This study was a joint collaboration by clinicians and researchers from the Texas Node of the National Institute on Drug Abuse (NIDA) National Drug Abuse Treatment Clinical Trials Network (CTN). The CTN was created in 1999 to improve the quality of drug abuse treatment by conducting multi-site clinical trials and to ensure research results are transferred to providers and patients in a timely manner (Hanson, Leshner, & Tai, 2002). The CTN achieves this mission via “nodes,” each of which are composed of an academic center and affiliated CTPs.
The present dissemination effort was initiated with a workshop that informed clinical staff of the Texas Node CTPs about evidence-based treatments. The workshop was attended by 35 treatment providers (from front-line counselors to clinic directors) from 7 CTPs. While all CTPs expressed interest in adopting CM, two CTPs successfully overcame their implementation barriers and planned, funded, and implemented a CM program. Both participating sites’ clinic directors chose to target outpatient group attendance due to its clinical relevance. The Institutional Review Board at the University of Texas Southwestern Medical Center approved the dissemination study as exempt; therefore, no identifying client information was collected. This allowed CM to be implemented in real-world clinical settings without burdening participants or clinics with obtaining informed consent.
2.1 Participating Sites
2.1.1. Site 1
The Mental Health and Mental Retardation of Tarrant County’s Addiction Services Division, located in Fort Worth, Texas, provides the full-spectrum of treatment for substance use disorders. CM was implemented in the outpatient Methamphetamine Treatment Program (MTP), funded by the Center for Substance Abuse Treatment (CSAT; TI-16284). The MTP provided treatment for adults with amphetamine and/or methamphetamine abuse or dependence, based on the Matrix Model approach (National Institute on Drug Abuse, 2009; Rawson, 1999). Patients were required to attend four weekly clinical groups. Patients could attend exercise (offered twice weekly) and auricular acupuncture or meditation/stress reduction (i.e., “acudetox”; 3 to 4 times each week) as recommended or desired. MTP services were offered at two locations, but most clients attended the centrally located site. Approximately 50% of MTP referrals were from legal sources, men and women were equally represented, and clients were primarily Caucasian (87%) or Hispanic (11%) and 25 to 44 years old (67%). The MTP enrolled 79 patients during its last year, and the current CM project was during the final months of the MTP.

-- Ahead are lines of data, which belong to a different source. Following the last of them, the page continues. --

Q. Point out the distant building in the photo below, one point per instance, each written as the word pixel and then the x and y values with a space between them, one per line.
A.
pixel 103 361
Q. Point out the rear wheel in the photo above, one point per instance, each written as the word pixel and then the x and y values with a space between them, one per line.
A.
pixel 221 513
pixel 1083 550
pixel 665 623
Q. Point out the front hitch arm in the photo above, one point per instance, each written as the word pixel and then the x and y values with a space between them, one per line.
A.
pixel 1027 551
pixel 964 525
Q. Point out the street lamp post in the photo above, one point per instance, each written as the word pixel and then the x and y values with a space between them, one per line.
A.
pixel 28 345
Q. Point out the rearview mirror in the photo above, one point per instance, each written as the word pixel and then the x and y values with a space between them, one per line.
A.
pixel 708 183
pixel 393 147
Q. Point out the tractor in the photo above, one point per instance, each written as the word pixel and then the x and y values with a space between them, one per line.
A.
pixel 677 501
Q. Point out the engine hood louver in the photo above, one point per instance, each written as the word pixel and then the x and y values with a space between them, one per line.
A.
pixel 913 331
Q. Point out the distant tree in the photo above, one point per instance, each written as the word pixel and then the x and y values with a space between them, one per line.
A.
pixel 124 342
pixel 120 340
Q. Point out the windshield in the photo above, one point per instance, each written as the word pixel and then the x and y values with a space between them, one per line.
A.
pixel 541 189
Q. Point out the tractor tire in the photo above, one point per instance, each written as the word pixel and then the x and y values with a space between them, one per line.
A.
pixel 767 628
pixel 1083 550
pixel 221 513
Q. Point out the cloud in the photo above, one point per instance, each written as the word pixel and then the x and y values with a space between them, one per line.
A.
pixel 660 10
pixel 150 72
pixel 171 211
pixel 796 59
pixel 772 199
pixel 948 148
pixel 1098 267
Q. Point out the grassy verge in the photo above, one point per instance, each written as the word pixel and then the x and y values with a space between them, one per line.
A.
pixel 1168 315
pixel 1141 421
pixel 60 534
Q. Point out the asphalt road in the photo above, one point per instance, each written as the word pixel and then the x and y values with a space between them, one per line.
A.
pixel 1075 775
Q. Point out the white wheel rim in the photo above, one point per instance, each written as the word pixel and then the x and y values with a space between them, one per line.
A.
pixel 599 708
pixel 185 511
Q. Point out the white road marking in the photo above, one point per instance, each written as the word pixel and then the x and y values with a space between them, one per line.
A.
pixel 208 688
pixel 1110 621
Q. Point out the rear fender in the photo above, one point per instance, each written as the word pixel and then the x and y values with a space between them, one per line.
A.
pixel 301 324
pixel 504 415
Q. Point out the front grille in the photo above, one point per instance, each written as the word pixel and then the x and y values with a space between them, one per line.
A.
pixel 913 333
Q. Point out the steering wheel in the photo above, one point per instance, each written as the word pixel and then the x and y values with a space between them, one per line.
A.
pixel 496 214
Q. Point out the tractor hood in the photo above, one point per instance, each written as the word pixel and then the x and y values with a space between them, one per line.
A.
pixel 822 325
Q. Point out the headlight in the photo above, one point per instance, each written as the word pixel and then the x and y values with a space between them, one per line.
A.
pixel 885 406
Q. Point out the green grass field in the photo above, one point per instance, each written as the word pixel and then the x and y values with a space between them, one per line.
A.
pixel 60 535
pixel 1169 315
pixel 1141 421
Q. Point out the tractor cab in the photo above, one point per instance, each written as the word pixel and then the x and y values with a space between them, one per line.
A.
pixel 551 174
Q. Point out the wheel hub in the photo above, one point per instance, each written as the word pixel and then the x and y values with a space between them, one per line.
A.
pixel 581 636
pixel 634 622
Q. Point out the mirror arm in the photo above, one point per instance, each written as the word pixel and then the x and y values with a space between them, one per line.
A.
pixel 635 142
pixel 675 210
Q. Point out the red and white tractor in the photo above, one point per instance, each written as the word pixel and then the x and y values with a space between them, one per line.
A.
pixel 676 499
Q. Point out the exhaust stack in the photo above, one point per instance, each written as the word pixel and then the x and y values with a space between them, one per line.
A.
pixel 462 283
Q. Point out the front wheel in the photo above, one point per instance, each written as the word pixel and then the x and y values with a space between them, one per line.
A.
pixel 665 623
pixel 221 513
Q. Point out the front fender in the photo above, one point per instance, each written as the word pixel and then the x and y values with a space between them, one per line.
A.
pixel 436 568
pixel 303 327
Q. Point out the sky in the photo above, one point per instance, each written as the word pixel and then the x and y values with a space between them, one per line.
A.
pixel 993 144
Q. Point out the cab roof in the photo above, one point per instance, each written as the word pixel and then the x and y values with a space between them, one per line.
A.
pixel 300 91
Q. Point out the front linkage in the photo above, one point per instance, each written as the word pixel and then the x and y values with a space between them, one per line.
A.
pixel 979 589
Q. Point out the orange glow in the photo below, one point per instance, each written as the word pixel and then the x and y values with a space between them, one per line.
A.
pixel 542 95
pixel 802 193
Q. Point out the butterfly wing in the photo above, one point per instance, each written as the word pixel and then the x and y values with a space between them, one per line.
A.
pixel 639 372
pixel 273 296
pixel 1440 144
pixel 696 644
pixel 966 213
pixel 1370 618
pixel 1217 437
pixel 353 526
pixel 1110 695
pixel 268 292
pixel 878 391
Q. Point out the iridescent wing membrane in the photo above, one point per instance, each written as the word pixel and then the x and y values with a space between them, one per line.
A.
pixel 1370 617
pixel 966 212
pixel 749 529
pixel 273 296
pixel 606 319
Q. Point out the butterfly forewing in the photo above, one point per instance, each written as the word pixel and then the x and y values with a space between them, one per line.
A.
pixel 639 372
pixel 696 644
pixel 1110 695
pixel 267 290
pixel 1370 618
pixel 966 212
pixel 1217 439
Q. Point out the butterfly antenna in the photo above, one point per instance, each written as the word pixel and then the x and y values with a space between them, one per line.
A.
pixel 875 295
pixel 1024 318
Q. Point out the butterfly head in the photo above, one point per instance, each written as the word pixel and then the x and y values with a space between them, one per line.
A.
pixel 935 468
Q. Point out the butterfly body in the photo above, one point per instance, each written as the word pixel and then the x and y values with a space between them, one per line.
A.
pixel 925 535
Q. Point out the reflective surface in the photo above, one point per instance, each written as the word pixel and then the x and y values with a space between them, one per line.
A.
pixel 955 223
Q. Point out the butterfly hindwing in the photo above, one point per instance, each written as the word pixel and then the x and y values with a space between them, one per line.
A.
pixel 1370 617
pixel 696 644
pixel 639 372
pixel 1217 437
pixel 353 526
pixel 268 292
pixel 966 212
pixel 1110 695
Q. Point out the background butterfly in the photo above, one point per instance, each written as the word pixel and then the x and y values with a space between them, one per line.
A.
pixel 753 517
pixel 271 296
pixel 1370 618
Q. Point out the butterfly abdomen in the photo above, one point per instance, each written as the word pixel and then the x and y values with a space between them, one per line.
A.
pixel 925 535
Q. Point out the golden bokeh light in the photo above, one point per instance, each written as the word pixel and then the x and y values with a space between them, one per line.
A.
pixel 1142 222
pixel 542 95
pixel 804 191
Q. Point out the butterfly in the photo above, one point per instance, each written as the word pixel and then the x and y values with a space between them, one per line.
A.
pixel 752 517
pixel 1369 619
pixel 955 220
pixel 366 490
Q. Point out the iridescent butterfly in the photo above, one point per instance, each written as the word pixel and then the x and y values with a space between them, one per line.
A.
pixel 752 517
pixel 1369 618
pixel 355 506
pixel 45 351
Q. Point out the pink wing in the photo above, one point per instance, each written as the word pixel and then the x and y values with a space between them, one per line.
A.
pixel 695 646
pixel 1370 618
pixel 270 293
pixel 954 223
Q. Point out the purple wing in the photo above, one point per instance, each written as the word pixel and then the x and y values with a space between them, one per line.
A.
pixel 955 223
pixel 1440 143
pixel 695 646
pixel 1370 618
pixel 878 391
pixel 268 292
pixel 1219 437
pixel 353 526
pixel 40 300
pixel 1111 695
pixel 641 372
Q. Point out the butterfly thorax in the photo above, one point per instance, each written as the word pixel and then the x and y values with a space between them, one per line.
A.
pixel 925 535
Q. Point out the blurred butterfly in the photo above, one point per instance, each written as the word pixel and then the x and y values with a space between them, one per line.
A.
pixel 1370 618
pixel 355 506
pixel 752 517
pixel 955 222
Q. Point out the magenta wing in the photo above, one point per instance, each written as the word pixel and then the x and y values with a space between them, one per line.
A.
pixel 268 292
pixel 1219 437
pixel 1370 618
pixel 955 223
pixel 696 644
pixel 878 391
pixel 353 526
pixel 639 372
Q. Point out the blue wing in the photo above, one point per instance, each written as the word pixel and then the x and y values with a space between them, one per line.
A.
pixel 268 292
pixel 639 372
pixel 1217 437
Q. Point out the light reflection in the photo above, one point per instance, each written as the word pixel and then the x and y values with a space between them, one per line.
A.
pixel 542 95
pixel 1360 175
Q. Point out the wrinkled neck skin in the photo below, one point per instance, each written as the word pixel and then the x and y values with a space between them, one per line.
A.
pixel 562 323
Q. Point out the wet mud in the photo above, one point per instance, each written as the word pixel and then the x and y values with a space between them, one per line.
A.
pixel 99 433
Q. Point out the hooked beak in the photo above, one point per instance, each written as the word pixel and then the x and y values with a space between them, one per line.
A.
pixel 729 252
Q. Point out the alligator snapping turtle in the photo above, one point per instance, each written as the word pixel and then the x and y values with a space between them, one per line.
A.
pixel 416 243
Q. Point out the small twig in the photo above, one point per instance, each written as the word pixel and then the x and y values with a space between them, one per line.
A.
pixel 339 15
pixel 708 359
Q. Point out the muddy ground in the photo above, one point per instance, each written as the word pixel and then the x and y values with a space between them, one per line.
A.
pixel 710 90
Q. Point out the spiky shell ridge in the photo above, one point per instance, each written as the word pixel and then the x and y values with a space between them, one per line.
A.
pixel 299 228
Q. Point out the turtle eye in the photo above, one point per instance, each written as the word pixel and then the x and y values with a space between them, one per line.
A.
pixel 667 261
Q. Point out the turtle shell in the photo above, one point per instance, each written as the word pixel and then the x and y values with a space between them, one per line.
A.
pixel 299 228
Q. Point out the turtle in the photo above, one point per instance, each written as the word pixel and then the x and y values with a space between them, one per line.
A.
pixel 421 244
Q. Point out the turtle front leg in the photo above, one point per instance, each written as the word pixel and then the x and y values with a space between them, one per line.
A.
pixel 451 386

As program-level attendance goals had not been met by the 18th month of CSAT funding, CTP staff implemented a CM program in which clients earned a $50 gift card after attending groups for one month. When attendance was unimproved after ten months, the MTP staff and director collaborated with Texas Node investigators to modify their incentive program. Client focus groups revealed the current gift card program’s incentives were not consistently delivered, clients were unaware of or misinformed about the program, and a $50 card had not been earned by a single client in several months.
2.1.2. Site 2
Nexus Recovery Center, Inc. in Dallas, Texas provides residential and outpatient treatment for women with substance use disorders. Clients first enroll in either residential, intensive outpatient (IOP; typically 5 days per week), or supportive outpatient (SOP; typically 2 to 3 days per week). The main clinic provides all services while a satellite clinic provides IOP and SOP services to adult women only. Adult clients were primarily Caucasian (52%), African-American (32%), or Hispanic (15%). Client drug of choice was identified as crack (25%), methamphetamine (25%), marijuana (17%), cocaine (12%), alcohol (12%), or heroin and other opiates (9%). Site 2 had an informal incentive program in which goods donated from community supporters were used to reward client behavior and successes. The site decided to use this opportunity to modify the way in which these goods were used and implement a formal program at the satellite clinic.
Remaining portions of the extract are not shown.